Methimazole's adverse effect profile is well characterized after more than 75 years of clinical use.

Agranulocytosis remains the most feared complication, occurring in approximately 0.2% to 0.5% of patients. A 2012 analysis published in the Annals of Internal Medicine confirmed that agranulocytosis risk is dose-dependent and concentrated in the first 90 days of therapy [12]. Patients starting at doses above 30 mg/day face higher risk. The standard clinical instruction is to check a complete blood count if the patient develops fever, sore throat, or oral ulcers, and to hold the drug immediately if the absolute neutrophil count falls below 500/μL.

Hepatotoxicity with methimazole is cholestatic in pattern, typically presenting as elevated alkaline phosphatase and bilirubin. This contrasts sharply with PTU-associated hepatitis, which is hepatocellular and can progress to fulminant liver failure. Methimazole-related cholestasis is almost always reversible upon drug discontinuation [10].

Methimazole embryopathy is a well-documented teratogenic syndrome that includes aplasia cutis congenita, choanal atresia, esophageal atresia, and facial dysmorphism.
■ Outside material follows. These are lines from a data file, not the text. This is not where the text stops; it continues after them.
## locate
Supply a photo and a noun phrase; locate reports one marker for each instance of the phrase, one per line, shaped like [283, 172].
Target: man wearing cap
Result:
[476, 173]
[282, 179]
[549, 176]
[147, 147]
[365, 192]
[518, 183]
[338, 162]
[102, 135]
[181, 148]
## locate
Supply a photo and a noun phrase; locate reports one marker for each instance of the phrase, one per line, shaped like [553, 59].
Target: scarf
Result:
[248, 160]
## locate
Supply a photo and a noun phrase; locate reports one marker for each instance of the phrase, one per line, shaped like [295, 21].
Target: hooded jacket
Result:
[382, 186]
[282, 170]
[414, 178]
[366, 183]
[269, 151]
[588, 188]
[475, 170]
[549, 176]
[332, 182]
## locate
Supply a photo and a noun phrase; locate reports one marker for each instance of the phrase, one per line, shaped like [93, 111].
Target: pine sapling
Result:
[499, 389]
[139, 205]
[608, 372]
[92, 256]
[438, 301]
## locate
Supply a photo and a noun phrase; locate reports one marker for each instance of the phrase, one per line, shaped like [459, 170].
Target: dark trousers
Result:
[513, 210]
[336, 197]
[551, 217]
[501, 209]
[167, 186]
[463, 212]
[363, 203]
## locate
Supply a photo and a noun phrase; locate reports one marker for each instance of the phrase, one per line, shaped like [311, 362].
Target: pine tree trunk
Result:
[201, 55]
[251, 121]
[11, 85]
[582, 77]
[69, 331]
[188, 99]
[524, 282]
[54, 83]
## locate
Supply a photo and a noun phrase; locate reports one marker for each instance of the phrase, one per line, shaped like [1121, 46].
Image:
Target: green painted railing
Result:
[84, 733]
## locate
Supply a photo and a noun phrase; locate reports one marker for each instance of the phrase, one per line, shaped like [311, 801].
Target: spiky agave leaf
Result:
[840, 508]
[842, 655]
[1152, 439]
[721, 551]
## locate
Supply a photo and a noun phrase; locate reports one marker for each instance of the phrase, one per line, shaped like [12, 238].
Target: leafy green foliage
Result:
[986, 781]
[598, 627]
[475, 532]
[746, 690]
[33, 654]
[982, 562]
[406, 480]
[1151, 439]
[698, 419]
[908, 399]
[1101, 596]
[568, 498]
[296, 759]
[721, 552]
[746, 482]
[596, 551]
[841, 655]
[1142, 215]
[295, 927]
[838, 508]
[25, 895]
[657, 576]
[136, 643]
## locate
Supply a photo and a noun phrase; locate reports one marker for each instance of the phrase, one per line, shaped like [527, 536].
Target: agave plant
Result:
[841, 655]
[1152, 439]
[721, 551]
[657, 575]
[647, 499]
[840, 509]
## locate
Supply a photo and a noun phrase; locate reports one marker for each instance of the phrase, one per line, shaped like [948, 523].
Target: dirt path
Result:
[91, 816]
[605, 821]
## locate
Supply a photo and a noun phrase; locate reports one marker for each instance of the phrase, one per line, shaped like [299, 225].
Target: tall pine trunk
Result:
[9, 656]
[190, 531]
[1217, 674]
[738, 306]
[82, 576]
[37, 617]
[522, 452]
The risk window corresponds to first-trimester exposure, particularly weeks 6 through 10 of gestation. For this reason, the ATA recommends switching pregnant patients to PTU during the first trimester, with the option to transition back to methimazole after week 16 [7].

Minor adverse effects include skin rash (reported in 4% to 6% of patients), arthralgia, gastrointestinal upset, and altered taste sensation. Most of these resolve with dose reduction or resolve spontaneously with continued therapy.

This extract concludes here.